The interaction of SEA, SED, and SEE with the ß-chain of MHC class II confers an ability for these SEs to bind MHC class II with a higher affinity as compared with the members of the SEB subfamily. In this study, we clearly demonstrate that SEH shares the ability of SEA, SED, and SEE to interact with the ß-chain of MHC class II. The binding of SEH_wt to DR1_wt is inhibited by SEA_F47A, suggesting that SEH and SEA, at least partly, overlap in their binding site to the MHC class II ß-chain. In addition, SEH shows a decreased affinity for DR1_ßH81A as compared with DR1_wt, strongly indicating the importance of this ß-chain residue for the SEH-MHC class II interaction. In SEH, however, the effect of the ßH81A substitution in DR1 is by far not as pronounced as in SEA, in which binding to DR1 is abolished. This indicates an additional interaction between SEH and MHC class II and that the role of ßH81 as a contact residue in MHC class II is of lesser importance. It is also demonstrated that residue D208 in SEH depends directly on ßH81, because SEH_D208A binds with the same affinity as SEH_wt to DR1_ßH81A. The interaction between SEH_D208A and DR1_wt shows a 75-fold decrease in affinity in comparison with SEH_wt. These data correlate to the effect of SEH_D208A on the in vitro potency, also demonstrating a less impaired function as compared with the equivalently substituted SEA. It is therefore reasonable to assume that the binding site in SEH involves other amino acid residues, which partly retain the binding to DR1_ßH81A.

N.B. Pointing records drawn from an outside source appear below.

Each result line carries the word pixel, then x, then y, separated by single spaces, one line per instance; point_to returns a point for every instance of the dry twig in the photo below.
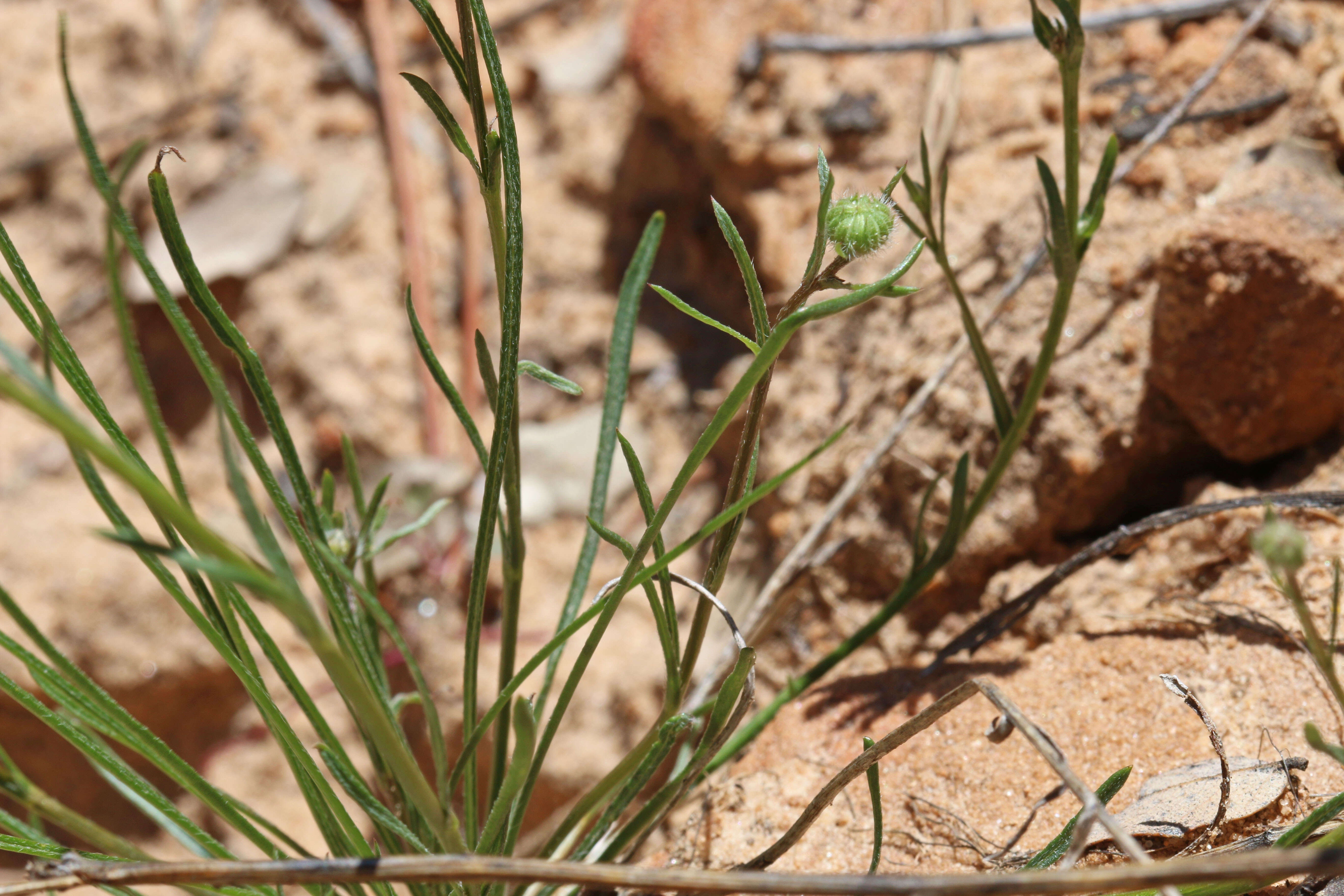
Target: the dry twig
pixel 1225 795
pixel 771 604
pixel 995 623
pixel 384 41
pixel 1109 19
pixel 1260 867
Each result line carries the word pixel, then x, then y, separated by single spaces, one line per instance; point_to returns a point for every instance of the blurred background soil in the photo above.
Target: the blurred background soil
pixel 1205 357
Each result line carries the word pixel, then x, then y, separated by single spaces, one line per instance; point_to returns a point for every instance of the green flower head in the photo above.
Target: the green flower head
pixel 861 225
pixel 1281 545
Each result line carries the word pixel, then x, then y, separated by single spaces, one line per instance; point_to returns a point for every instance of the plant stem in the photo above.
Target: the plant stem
pixel 1070 76
pixel 726 538
pixel 1315 643
pixel 1066 263
pixel 17 785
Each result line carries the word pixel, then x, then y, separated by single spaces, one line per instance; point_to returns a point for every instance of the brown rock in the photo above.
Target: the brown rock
pixel 1248 327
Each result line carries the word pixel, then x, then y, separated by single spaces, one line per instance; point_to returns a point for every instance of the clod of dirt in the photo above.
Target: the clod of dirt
pixel 585 61
pixel 1181 801
pixel 333 202
pixel 234 233
pixel 1248 323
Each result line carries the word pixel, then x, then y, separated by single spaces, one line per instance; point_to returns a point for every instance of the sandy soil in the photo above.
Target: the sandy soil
pixel 632 105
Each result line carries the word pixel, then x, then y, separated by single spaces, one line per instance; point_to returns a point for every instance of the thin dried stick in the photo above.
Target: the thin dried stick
pixel 995 623
pixel 767 610
pixel 1026 825
pixel 379 21
pixel 1259 867
pixel 471 279
pixel 828 45
pixel 1225 796
pixel 1197 89
pixel 1013 718
pixel 771 604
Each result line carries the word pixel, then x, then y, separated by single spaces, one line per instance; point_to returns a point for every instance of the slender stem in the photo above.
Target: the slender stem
pixel 1315 643
pixel 726 538
pixel 17 785
pixel 402 164
pixel 1066 269
pixel 1070 76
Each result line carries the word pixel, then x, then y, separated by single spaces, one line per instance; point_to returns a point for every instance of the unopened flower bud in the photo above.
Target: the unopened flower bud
pixel 338 541
pixel 861 225
pixel 1281 545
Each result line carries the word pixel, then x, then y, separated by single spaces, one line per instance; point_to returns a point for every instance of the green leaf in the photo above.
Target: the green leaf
pixel 554 381
pixel 827 183
pixel 233 339
pixel 1045 29
pixel 892 185
pixel 924 164
pixel 151 812
pixel 1061 230
pixel 908 220
pixel 613 404
pixel 365 798
pixel 956 516
pixel 525 741
pixel 357 484
pixel 487 369
pixel 732 512
pixel 507 228
pixel 876 798
pixel 729 706
pixel 410 529
pixel 445 119
pixel 670 733
pixel 445 385
pixel 445 43
pixel 669 633
pixel 103 757
pixel 1056 850
pixel 1096 208
pixel 919 195
pixel 756 299
pixel 705 319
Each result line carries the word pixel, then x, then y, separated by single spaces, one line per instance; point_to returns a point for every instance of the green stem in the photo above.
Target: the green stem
pixel 1070 76
pixel 33 797
pixel 1315 643
pixel 726 538
pixel 1066 271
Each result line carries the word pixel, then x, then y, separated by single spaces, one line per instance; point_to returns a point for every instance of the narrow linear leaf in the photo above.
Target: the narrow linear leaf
pixel 827 183
pixel 705 319
pixel 756 299
pixel 445 385
pixel 445 119
pixel 1056 850
pixel 613 404
pixel 876 798
pixel 554 381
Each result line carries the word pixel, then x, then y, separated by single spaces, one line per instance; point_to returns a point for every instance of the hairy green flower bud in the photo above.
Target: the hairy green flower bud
pixel 338 541
pixel 861 225
pixel 1281 545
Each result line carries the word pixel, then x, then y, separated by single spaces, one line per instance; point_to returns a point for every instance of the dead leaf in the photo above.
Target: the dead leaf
pixel 1185 800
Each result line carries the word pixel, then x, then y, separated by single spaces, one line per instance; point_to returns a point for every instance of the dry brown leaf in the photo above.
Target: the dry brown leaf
pixel 1181 801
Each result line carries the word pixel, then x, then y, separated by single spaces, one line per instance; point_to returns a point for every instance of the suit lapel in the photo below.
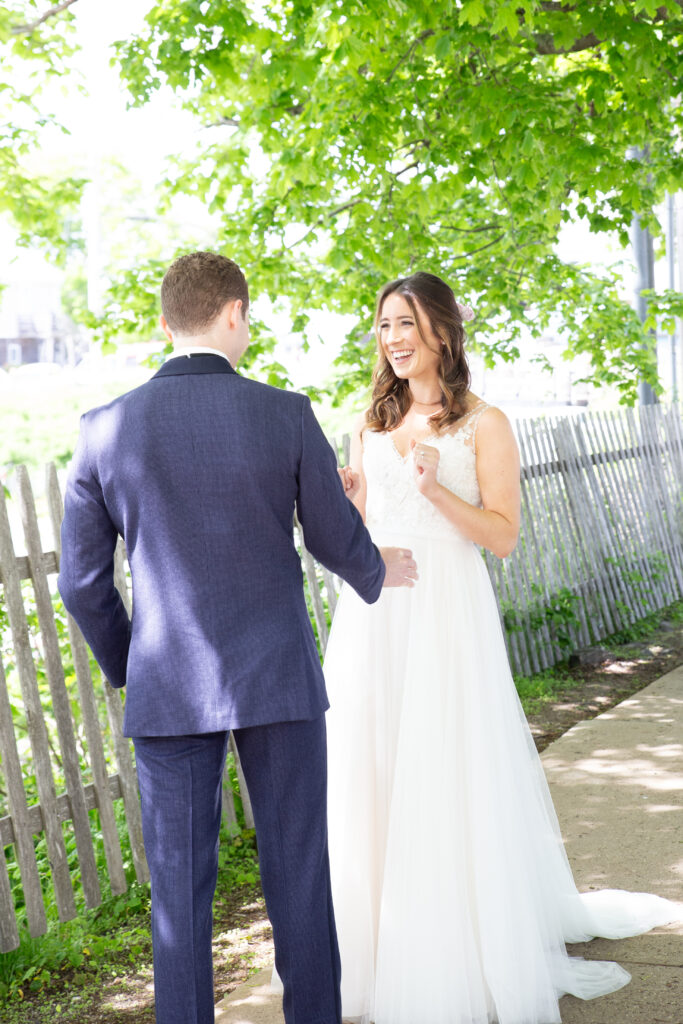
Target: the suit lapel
pixel 201 364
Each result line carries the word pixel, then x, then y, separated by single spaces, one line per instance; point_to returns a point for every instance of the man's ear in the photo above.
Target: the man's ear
pixel 165 328
pixel 233 313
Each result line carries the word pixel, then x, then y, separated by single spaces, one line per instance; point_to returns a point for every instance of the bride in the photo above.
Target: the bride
pixel 446 856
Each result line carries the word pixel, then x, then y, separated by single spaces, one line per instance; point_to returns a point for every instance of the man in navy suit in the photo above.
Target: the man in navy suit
pixel 200 470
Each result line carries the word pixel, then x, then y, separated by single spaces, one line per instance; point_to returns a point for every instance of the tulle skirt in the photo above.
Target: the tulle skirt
pixel 453 893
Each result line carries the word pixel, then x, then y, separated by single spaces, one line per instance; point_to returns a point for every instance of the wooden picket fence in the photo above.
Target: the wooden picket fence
pixel 601 546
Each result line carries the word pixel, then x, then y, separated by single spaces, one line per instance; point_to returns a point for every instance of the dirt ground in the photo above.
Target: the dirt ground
pixel 242 933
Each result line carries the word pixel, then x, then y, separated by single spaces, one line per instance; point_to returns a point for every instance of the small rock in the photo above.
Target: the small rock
pixel 587 656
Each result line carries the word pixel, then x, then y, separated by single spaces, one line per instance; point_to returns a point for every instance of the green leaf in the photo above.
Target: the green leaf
pixel 472 12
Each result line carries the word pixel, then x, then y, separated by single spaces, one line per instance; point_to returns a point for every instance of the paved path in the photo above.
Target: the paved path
pixel 616 781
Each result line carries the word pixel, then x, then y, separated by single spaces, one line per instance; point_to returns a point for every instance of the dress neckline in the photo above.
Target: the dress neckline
pixel 466 420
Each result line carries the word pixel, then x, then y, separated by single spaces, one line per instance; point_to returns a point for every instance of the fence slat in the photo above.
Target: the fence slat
pixel 89 711
pixel 601 498
pixel 60 701
pixel 244 792
pixel 37 728
pixel 18 808
pixel 35 820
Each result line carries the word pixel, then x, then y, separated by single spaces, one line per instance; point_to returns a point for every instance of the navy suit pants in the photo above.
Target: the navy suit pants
pixel 180 777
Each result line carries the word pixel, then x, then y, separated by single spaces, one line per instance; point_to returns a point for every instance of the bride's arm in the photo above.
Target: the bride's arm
pixel 495 526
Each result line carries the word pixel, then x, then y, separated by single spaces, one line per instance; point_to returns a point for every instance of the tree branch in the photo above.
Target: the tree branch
pixel 545 44
pixel 480 249
pixel 20 30
pixel 230 122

Interaction with zinc is of great importance for the SEs in the SEA subfamily. There is evidence that Zn²⁺ is sandwiched between SEA and DR1 (19) and that absence of Zn²⁺ significantly decreases the binding of SEA, SED, and SEE to MHC class II (Fig. 4) (17, 19, 20) as well as their ability to cluster MHC class II on the cell surface (21, 38). In addition, Zn²⁺ mediates homodimerization of SED, which may allow a different stoichiometry between SED and MHC class II molecules. SEH also demonstrates a zinc-dependent interaction to MHC class II. For SEA, it has been shown that all three residues in the zinc-binding motif (H187, H225, and D227) directly coordinate Zn²⁺ (19). Loss of zinc binding in SEA is directly correlated to decreased MHC class II affinity and reduced proliferative activity (17, 19, 20). Amino acid sequence alignment of SEH with its related SEs reveals the presence of a zinc-binding motif (Fig. 1). The importance of zinc ions for SEH-MHC class II interaction was demonstrated in a binding assay using cell membranes from Raji cells fixed to an ELISA plate. The addition of zinc increased the SEH binding, while the addition of a chelate complex binder (i.e., EDTA) markedly impaired binding in the assay. Both amino acids D167 and D208 are potential Zn²⁺-binding residues in SEH. Alanine substitution of these residues reduces the binding of SEH to MHC class II, as well as impairing the biological activity in vitro. It is reasonable to believe that D167 and D208 in SEH, together with H81 in the MHC class II ß-chain, contribute to the coordination of one zinc ion, and thereby to the binding of SEH for MHC class II. By using a Zn²⁺ ion for binding to the widely conserved ßH81 in MHC class II, SEH would efficiently utilize the otherwise polymorphic ß-chain for binding. However, coordination of the Zn²⁺ ion through ßH81 does not explain why chelation of zinc impairs SEH binding to such a great extent while the ßH81A substitution only has a modest effect on the affinity of SEH for MHC class II. It is possible that there exist other zinc-coordinating residues beyond ßH81 in the MHC class II molecule. Neither is it known whether the peptide bound to MHC class II is able to coordinate zinc or not. In addition, it cannot be excluded that an interaction between SEH and a Zn²⁺ ion gives rise to an allosteric change in the structure of the SEH molecule, which in turn may influence the ability of SEH to interact with MHC class II.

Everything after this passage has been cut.